A long time ago a colleague said that his ideal would be a job where every day you started anew with nothing from the past intruding on your new day. I guess that’s a fair description of the way most of us regard our relationship to ‘legacy’ systems? Not surprisingly this came up in a survey of Retailers, who regarded their legacy systems as the biggest barrier to their development of cross channel online systems, but does it have to be so, or can we start to figure out a more logical approach?
I have been talking to my colleagues; we reckon that rather than a one size fits all approach to legacy, and to planning a path forward, it’s best to recognise that there are actually three separate activities and development paths. The goal of the separation is to ensure that each gets developed to separate goals to maximise their capabilities for the enterprise, as this is more effective (practical?) to achieve than a full on portfolio rationalisation.
In the first group is everything to do with using technology for cost containment where the controlling, or management issues, are predominantly based on technology issues. Here the decisions are based on change affecting the cost base positively, or negatively, as an example whether an upgrade should be implemented on the basis of reduced operating cost as there is no business functionality case. The ultimate question for this group, the real ‘legacies’ that are unlikely to change, is should the enterprise be operating these things at all, or should they be treated as ‘utilities’ and put out to be operated externally as part of an exercise to continue to drive costs down.
In the second group are those things that are business services where there is a very direct link to revenue making business activities with the pressure for change driven by Line of Business managers requiring changes to functionality. It’s not only that these applications will continue to change it’s also that they are likely to be the ones that may at some stage be required to be integrated with new Web based solutions.
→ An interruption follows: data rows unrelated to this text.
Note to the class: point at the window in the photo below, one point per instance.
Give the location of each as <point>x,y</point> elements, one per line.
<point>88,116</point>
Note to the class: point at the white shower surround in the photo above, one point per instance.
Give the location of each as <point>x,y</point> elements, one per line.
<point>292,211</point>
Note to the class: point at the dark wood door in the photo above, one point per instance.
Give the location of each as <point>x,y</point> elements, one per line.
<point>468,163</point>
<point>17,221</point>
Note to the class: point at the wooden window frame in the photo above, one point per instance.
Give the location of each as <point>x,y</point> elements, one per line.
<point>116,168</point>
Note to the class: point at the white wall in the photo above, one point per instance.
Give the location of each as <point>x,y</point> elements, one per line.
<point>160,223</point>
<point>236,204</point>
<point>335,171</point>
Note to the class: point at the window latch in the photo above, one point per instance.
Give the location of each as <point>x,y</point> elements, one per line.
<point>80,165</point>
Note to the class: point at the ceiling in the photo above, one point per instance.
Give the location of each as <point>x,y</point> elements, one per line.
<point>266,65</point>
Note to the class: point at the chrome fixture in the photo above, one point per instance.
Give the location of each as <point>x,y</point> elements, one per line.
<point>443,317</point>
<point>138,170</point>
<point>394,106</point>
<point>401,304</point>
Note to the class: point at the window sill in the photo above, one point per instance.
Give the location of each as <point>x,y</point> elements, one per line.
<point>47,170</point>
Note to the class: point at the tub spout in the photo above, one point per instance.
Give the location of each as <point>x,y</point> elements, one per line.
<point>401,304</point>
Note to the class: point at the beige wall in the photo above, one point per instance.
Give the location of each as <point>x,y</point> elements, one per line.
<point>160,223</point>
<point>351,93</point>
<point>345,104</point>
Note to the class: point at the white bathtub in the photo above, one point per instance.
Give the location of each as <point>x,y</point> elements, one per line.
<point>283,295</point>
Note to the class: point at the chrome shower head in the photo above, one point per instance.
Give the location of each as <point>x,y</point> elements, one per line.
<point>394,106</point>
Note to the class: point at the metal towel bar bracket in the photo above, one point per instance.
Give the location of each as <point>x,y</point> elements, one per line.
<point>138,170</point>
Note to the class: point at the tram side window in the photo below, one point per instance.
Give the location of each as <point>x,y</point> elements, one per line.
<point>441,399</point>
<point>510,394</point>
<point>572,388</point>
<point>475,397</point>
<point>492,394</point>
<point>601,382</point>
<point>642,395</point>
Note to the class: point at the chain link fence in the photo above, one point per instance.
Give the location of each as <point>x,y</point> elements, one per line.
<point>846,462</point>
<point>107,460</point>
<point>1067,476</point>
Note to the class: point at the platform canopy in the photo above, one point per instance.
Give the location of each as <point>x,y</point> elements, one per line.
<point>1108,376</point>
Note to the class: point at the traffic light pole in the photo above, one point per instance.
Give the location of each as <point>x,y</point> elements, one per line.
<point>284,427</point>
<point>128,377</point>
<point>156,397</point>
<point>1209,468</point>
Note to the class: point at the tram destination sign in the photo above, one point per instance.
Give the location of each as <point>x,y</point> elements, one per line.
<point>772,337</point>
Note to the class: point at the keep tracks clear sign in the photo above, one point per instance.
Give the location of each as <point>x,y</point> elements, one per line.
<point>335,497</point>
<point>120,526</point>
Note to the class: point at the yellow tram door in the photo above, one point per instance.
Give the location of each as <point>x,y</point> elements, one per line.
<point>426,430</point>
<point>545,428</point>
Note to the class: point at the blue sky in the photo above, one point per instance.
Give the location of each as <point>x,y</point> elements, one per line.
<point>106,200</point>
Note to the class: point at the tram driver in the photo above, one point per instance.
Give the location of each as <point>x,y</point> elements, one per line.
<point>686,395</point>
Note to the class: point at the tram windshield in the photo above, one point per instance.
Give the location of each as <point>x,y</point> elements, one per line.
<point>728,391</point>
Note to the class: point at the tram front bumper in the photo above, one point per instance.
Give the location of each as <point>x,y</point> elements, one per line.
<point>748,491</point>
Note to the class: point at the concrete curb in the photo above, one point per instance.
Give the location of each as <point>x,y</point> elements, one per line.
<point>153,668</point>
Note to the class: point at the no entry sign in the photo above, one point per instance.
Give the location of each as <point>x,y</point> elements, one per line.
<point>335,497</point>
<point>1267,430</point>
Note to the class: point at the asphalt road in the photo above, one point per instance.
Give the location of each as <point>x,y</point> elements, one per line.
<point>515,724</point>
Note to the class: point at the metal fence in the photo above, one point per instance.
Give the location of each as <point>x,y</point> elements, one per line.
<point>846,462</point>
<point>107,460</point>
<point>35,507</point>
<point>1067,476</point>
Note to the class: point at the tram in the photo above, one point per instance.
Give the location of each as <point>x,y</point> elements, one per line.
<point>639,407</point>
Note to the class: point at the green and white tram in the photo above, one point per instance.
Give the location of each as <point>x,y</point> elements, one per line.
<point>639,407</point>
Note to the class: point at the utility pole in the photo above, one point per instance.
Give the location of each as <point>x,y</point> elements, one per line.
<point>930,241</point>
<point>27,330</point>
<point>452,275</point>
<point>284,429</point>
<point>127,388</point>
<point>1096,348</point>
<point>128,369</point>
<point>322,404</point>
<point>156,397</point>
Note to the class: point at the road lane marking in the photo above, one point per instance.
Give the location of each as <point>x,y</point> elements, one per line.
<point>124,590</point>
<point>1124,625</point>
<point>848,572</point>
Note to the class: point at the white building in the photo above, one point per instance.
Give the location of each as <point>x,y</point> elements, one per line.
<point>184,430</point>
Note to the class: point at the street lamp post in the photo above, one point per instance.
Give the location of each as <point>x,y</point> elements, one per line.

However there is a further defining feature that separates this group from the other two groups, and it’s the extent to which they are enterprise ‘transaction’ based. As an example an order entry system is enterprise business activity that will require periodic changes, but its role is based on data integrity, and its integration with other systems is through data. Upgrades and changes need to be a balanced decision on several criteria, but at the end of the day operating efficiency is the overall criterion.
Which perhaps makes the description of the third group as those critical business activities based on ‘interactions’, or process centric, easier to understand. In this group are the solutions that really are not legacy at all, they are the newer systems dealing with information, ‘real time’ decisions, events, etc and this is the group that will continue to expand, probably rapidly, and its here that its possibly to take full advantage of the new technologies to support business requirements. But just think about this for a moment, it’s the interfaces between the groups that are the place to base rationalisation upon. Between the first and second groups it’s a mixture of customised and Enterprise Application Integration, EAI, where as between the second and the third it should be Service Oriented Architecture, SOA.
The goal is to standardise the services exposed from group two in such a way that the processes in group three can be extremely flexible and can connect through SOA to group two applications without any new implications. Now portfolio rationalisation in group 2 can be based on the cost, time, and difficulty of exposing the services as a logical program for modernisation.
This approach can also help with another issue, the perceived resistance by the IT staff to users and enterprise adoption of Web 2.0. I deliberately say perceived as I believe that in most cases the objections are well founded around the impact on carefully structured legacy systems, and the consequences comprising a substantial risk. The approach above, though not as simple in real life as the description I have given, allows not only risk management, but the allocation of colleagues to work in the group where their skills and value are best delivered cutting down on the ‘pressures’ of trying to cope with ‘challenges’ which really do lie outside core competencies.